If you're the do it yourself type you could install the flooring yourself! I'd check out lumber liquidators and see if there's one near you. They frequently have prefinished hardwood for $.99/sqft. I've seen unfinished utility hardwood (if you don't mind imperfections) for $.89/sqft and you could also consider cork flooring which seems like it would be easier to install. You can find that at www.lumberliquidators.com.
As far as dogs on the hardwood it depends on what kind of wood you have. Some woods are softer than others an so will scratch and dent more easily.

Good luck!


----------



## CrunchyBean (Aug 3, 2006)

My DH used to install hardwood and it's appalling what you find when you tear out old carpet - disgusting! Also, very bad for the environment.
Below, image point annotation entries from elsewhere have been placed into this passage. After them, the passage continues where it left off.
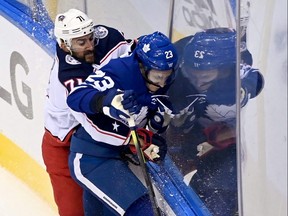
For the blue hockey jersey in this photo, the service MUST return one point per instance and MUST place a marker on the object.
(122, 73)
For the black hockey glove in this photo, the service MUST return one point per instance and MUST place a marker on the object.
(160, 120)
(153, 146)
(120, 105)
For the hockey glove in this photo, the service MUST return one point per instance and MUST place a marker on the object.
(150, 100)
(185, 118)
(153, 146)
(162, 117)
(120, 105)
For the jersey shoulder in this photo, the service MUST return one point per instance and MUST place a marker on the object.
(107, 38)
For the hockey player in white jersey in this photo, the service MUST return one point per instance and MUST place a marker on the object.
(81, 47)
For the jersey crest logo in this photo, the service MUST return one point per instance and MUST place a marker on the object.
(70, 60)
(101, 32)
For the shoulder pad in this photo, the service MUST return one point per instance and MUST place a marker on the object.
(100, 32)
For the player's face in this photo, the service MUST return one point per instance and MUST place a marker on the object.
(202, 80)
(83, 48)
(157, 79)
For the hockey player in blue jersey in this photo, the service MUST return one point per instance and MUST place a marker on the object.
(81, 47)
(202, 133)
(127, 87)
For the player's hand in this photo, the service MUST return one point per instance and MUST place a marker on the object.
(162, 117)
(150, 100)
(153, 146)
(120, 104)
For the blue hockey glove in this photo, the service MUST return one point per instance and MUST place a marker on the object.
(153, 146)
(120, 105)
(161, 119)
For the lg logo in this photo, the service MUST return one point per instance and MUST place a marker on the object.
(25, 107)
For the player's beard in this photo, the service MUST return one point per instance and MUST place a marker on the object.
(89, 56)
Prefinished hardwood is much tougher than sand on site. Also, check the Janka rating for the hardest woods:
http://www.gatewoodfloors.com/index....le/30#hardness

I second the Lumber Liquidators idea - we got prefinished Brazilian bloodwood for $5.50 for a client there - typically more like $15-20!


----------



## amnda527 (Aug 6, 2006)

Quote:


Originally Posted by *GoddessKristie* 
If you're the do it yourself type you could install the flooring yourself! I'd check out lumber liquidators and see if there's one near you. They frequently have prefinished hardwood for $.99/sqft. I've seen unfinished utility hardwood (if you don't mind imperfections) for $.89/sqft and you could also consider cork flooring which seems like it would be easier to install. You can find that at www.lumberliquidators.com.
As far as dogs on the hardwood it depends on what kind of wood you have. Some woods are softer than others an so will scratch and dent more easily.

Good luck!









Yep. We didn't go to lumberliquidators, but it was some other wood flooring store by our house. We happened to find some pergo that was $.99 sqft. It was the last of it, they discontinued it and just wanted to get rid of it. What a deal!


----------



## Pinoikoi (Oct 30, 2003)

My old boss installed his own hardwood floors with scrap.. a little of this type, a little of that.. in the end it looked really cool (and I was so skeptical at first!) Reminded me of a quilt. He just had to check that each row of wood were the same measurements.

My new house doesn't give me hardwood options, but I have chosen a vinyl floor for the first floor. No carpet at all. Plus the layer they put underneath will be perfect for when I can afford bamboo later.


----------



## sunflwrmoonbeam (Oct 9, 2006)

We're putting wood laminate flooring throughout our entire house from www.builddirect.com. The color we chose is conveniently only $.83/sq ft.


----------



## orangefoot (Oct 8, 2004)

We don't regret getting rid of our carpet; in fact almost every day I am thankful that a cloth will fix most stuff that happens on our floor









We don't like laminate and found Marmoleum samples at our Sustainabilty Centre so decided to price it up. It isn't cheap because it needs a latex screed but is a natural product and will last for about 25 years.


----------



## momto l&a (Jul 31, 2002)

You can put pine boards down and put linseed oil on them for sealant.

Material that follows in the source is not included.